The Australian Taxation Office has for the first time released the names of large private companies that paid no corporate tax during a financial year, as part of a strategy to increase transparency and trust in the tax system.
The report, which examines Australian private companies with total income of $200 million or more, shows 30% did not pay any corporate tax in 2014.
Of those private companies, 12% were exempt from handing over cash to the ATO because they incurred an accounting loss for the current year.
Others did not pay tax because they utilised prior year losses or franking credits, while some companies on the list have related entities that did pay tax.
Some of the companies are also entitled to offsets, such as those associated with the Research and Development Tax Incentive.
Here are some of the private companies that paid no company tax for the 2013-14 financial year:
- Pratt Consolidated Holdings, which reported a total income of $2.58 billion and a taxable income of $87.84 million
- Australia’s largest winemaker, Accolade Wines, which had a total income of $400 million
- Cinema company Hoyts, which posted revenue of $417 million according to the ATO data
- Food giant Bartter, owned by the Baiada family, also paid no tax. It had a taxable income of $1.47 billion in 2013-14.
- McDonald’s Asia Pacific Consortium, which had $478 million in revenue during the same period.
Hancock Prospecting paid the most tax of any private company
Gina Rinehart’s Hancock Prospecting, meanwhile, paid $466 million in company tax – far more than any other private company during the 2013-14 period.
Harry Triguboff’s company, Meriton Properties, meanwhile, recorded a total income of $1.19 billion for the same period and paid $75.92 million in company tax.
Tax commissioner Chris Jordan said in a statement paying no tax does not necessarily mean a company is avoiding its tax obligations.
“At the ATO, we risk assess 100% of the privately owned and wealthy group population to ensure companies comply with their tax obligations,” Jordan said.
“A key characteristic of private groups is that they are part of complex group structures. The ATO takes a whole-of-group view when assessing tax owed.
“While most do the right thing, we closely investigate any companies with unusual financial or taxation numbers.”
More transparency a good thing for small business
Peter Strong, chief executive of the Council of Small Business of Australia, told SmartCompany he welcomes the push for transparency when it comes to which companies are paying tax in Australia.

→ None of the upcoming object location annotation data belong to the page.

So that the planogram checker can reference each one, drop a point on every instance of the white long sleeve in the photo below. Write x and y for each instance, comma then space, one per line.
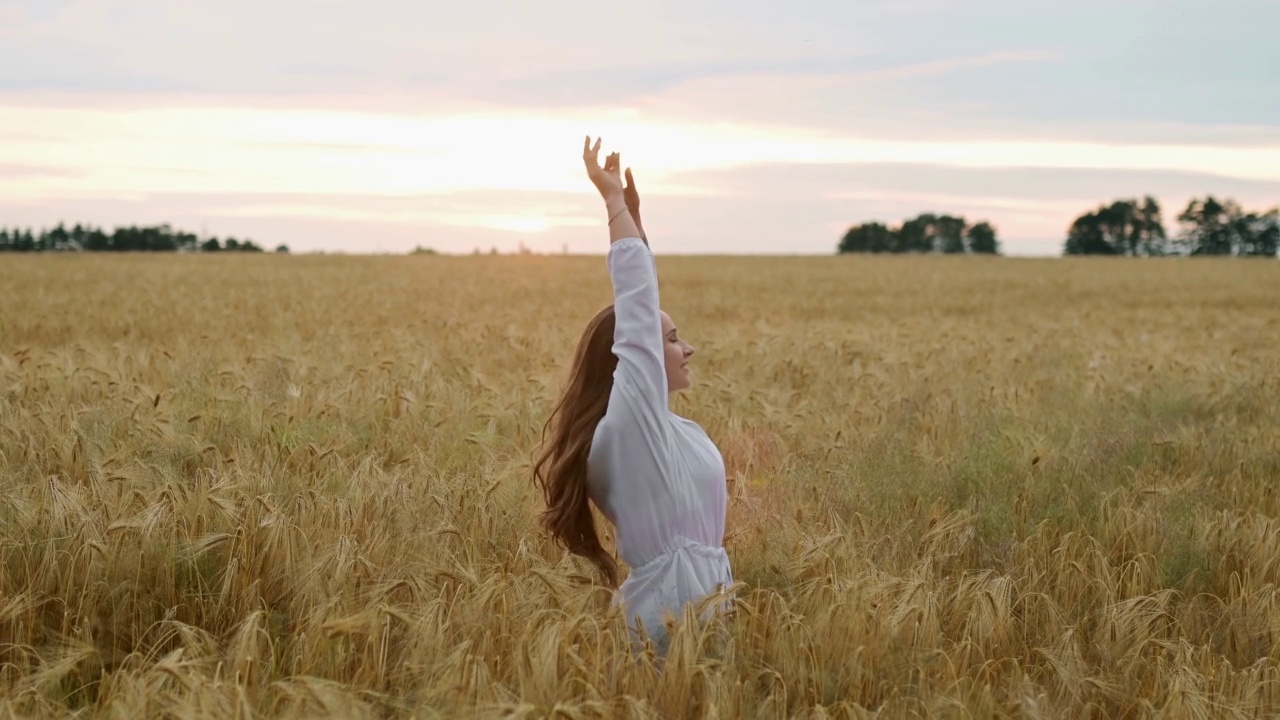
656, 475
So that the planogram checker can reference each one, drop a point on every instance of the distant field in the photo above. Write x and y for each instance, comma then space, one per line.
268, 486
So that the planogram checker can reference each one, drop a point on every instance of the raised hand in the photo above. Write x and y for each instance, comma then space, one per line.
607, 180
632, 199
632, 196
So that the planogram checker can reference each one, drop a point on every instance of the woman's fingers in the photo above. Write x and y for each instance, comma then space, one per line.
592, 154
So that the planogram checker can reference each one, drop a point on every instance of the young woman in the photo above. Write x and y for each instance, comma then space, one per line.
615, 442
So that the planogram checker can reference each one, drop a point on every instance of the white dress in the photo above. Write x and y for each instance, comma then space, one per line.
656, 475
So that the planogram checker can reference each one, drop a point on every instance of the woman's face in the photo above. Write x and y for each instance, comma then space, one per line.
676, 354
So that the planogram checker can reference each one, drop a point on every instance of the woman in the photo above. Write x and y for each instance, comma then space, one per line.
656, 475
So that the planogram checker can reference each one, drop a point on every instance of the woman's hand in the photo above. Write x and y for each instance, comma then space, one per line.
632, 196
632, 199
607, 180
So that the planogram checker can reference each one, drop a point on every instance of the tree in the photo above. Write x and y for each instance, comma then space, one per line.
1258, 233
868, 237
1152, 240
950, 232
1124, 227
918, 235
1208, 227
982, 238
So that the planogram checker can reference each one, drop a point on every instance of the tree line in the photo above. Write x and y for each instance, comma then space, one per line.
1208, 227
927, 232
155, 238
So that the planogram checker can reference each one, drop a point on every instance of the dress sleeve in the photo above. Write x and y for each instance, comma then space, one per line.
638, 413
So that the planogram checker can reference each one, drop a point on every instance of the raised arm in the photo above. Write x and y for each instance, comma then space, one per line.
638, 410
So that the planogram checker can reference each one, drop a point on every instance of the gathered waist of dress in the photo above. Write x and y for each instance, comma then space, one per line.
681, 543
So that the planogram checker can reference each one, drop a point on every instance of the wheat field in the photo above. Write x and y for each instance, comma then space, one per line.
960, 487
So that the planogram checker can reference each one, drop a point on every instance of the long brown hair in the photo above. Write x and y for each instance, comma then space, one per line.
561, 470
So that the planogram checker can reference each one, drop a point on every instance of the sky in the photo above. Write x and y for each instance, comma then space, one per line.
758, 127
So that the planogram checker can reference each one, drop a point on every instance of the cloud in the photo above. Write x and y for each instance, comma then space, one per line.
772, 209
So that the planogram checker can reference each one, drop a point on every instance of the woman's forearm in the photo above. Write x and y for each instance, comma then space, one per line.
621, 224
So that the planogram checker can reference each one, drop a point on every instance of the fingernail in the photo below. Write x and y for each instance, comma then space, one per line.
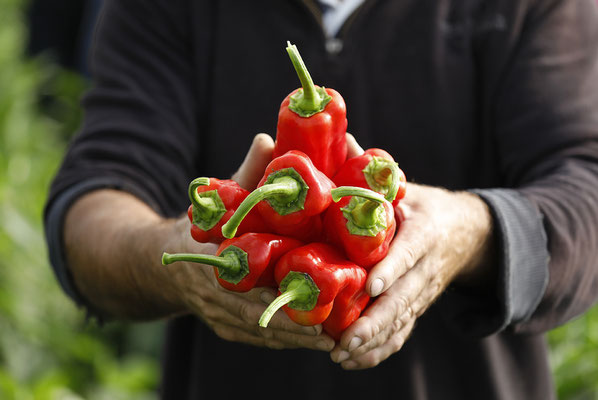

“The tax system is so important,” Strong says.
“It’s got to be transparent. It’s got to be out there and people have to know what’s going on. If you’re a small business and you’re doing the wrong thing, they hunt you down. And when a small business does the wrong thing, it’s not going to dodge millions of dollars.”
Strong says he hopes the ATO data will continue to provoke a conversation about big business and tax.
“It takes time [to crack down on big business],” Strong says.
“With small business it’s normally pretty quick, you either put your hands up or they find you innocent. Whereas big business they have lots of solicitors and that sort of thing. So I understand it takes time – just as long as they [the ATO] don’t give up.”